Open jhellerstein opened 12 years ago
This could be done via a more powerful module/import system: you'd need to be able to introduce new imports at runtime, in a data-dependent manner.
For now, would it suffice to just make the argmax over an extra field in the tuple? I realize that breaks the encapsulation, but it essentially permits user-defined grouping (the user can either pass a fixed value for the field to get a single output group, or encode their partitioning scheme as distinct field values).
The workaround isn't much help in practice, as my module is dozens of lines long and has to pass the external grouping attribute through a whole lot of logic.
It probably shouldn't be part of the import system in a naive way, as that would essentially generate an import instance per group, with the group names being in the import namespace rather than in the data where they belong (for subsequent joining, shipping across the net, etc.)
We want some kind of lambda here where the outer grouping is parameterized by an inner aggregation function.
I think what you describe at the end is equivalent to what I was suggesting: you basically many independent instances of an operator (argmax in this case), where the number of instances/partitioning scheme depends on the data. import
does precisely the same thing, except that the number of instances/partitioning scheme is fixed in the program text.

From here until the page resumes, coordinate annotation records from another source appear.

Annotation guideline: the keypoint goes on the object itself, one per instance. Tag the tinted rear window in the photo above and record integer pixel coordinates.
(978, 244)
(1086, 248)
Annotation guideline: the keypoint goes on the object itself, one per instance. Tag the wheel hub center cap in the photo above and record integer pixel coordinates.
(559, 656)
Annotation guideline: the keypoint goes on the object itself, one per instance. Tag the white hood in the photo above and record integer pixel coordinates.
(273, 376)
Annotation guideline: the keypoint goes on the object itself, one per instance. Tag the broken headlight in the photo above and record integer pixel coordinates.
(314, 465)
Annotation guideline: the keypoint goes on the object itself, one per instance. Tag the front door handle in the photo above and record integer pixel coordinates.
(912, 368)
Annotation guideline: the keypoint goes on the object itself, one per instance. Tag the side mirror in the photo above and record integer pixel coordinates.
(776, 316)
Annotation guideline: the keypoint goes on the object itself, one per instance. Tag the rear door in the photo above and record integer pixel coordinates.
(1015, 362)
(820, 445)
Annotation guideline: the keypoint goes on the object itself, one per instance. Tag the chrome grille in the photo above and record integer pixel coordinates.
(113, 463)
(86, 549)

As far as fetching the partition name, you can imagine adding a builtin function to return the name/ID of the current module.
this sounds like fodder for a wholesale rethink of the module system, in which the namespace is reified in the data.
Assume I have a module Agger that takes a set of tuples as input and produces a single aggregate tuple as an output via some encapsulated logic.
Now, I have a set S that I'd like to partition on its first column, and evaluate Agger once per partition -- essentially use Agger as the aggregate in a group by. There's no way to do that right now.
Here's an example. It currently produces the tuple with the highest key. I'd like to modify it to group by val, and produce the highest-keyed tuple per value (one for :thing and one for :thang). I want to do this without breaking the encapsulation on Agger-- i.e. no fair changing the argmax clause.